View Full Version : Wierd problem... NIC stops responding
chuckt101 04-06-2003, 12:47 AM Hi,
I think my NIC card stops responding every now and then.. I don't know, but this is the only conclusion I can come to w/o physical access to server.
Every few days, I won't be able to ping/tracert my server. It stops on the last hop. I have to reboot it via a remote APC port.
After it comes up, I check the logs and there is nothing weird at all. THe last thing in /var/log/messages is a server update script run as part of HSphere cron job. I'm sure this is not a problem since this script runs every few minutes and a great majority of the time, it runs fine.
I ran chkrootkit and nothing came back.
I don't believe it's an issue of server load.
Is the problem the NIC card or something else? Where can I look?
Running Redhat 7.2
Thanks
inteltechs 04-06-2003, 12:59 AM did you install any firewall scripts or snort?
Spingen 04-06-2003, 01:55 AM What kind of nic is it? There are some crappy ones that do just crap out.

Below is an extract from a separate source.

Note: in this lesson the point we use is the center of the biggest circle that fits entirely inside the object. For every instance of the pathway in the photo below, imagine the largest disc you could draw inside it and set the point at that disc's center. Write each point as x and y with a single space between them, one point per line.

mpope 04-06-2003, 06:38 AM And it could also be that your server crashed at that point. (Normally you'd see weird happenings in the logs, but I've seen it happen where no significant log entries occured....)
Anyway... I'd start with the NIC and get it replaced.... make sure they put in a 3com card this time. If the problem keeps occuring... then you know it wasn't the NIC :D
clockwork 04-06-2003, 06:42 AM I'd have someone look at console when this happens... maybe they could run 'dmesg' and see what is going on (if they are able to enter commands at all...)
THW-Dave 04-06-2003, 07:38 AM If its a inksys LTNE100TX or something, and you use module "tulip"
google stuff about "tulip_old" i had a simular problem, and it was my tulip driver that was bad.
admin0 04-06-2003, 12:26 PM Hi,
I did faced this problem before.. the nics just all of a sudden stops working, and the system absolutely is working fine.. no errors, nothing in the logs etc.
I believe that a rc.d/network restart might solve this problem, and you can try running that every x minutes, until you change your NIC to a good known one... maybe 3com ?
:homer:
chuckt101 04-06-2003, 12:35 PM How do I find out what brand the NIC is via the shell? :blush:
chuckt101 04-06-2003, 12:41 PM Blah, it happened again... I'm just going to get the dv2 guys to replace my NIC and hope that does it. :bawling:
chuckt101 04-06-2003, 12:49 PM Originally posted by inteltechs
did you install any firewall scripts or snort?
nope.
The problem just started out of the blue... That's why I thought it was a rootkit/hacker, but I checked those out and scanners said it was nothing.
I checked netstat and there are no weird connections.
admin0 04-06-2003, 12:49 PM Hi,
setup a cron job for a network restart say every 30 minutes ?
If you are on redhat/mandrake
look in the file:
/etc/sysconfig/hwconf
class: NETWORK
will show you exactly what your network card is ;)
Hope this helps
:homer:
chuckt101 04-06-2003, 12:52 PM Originally posted by admin0
Hi,
setup a cron job for a network restart say every 30 minutes ?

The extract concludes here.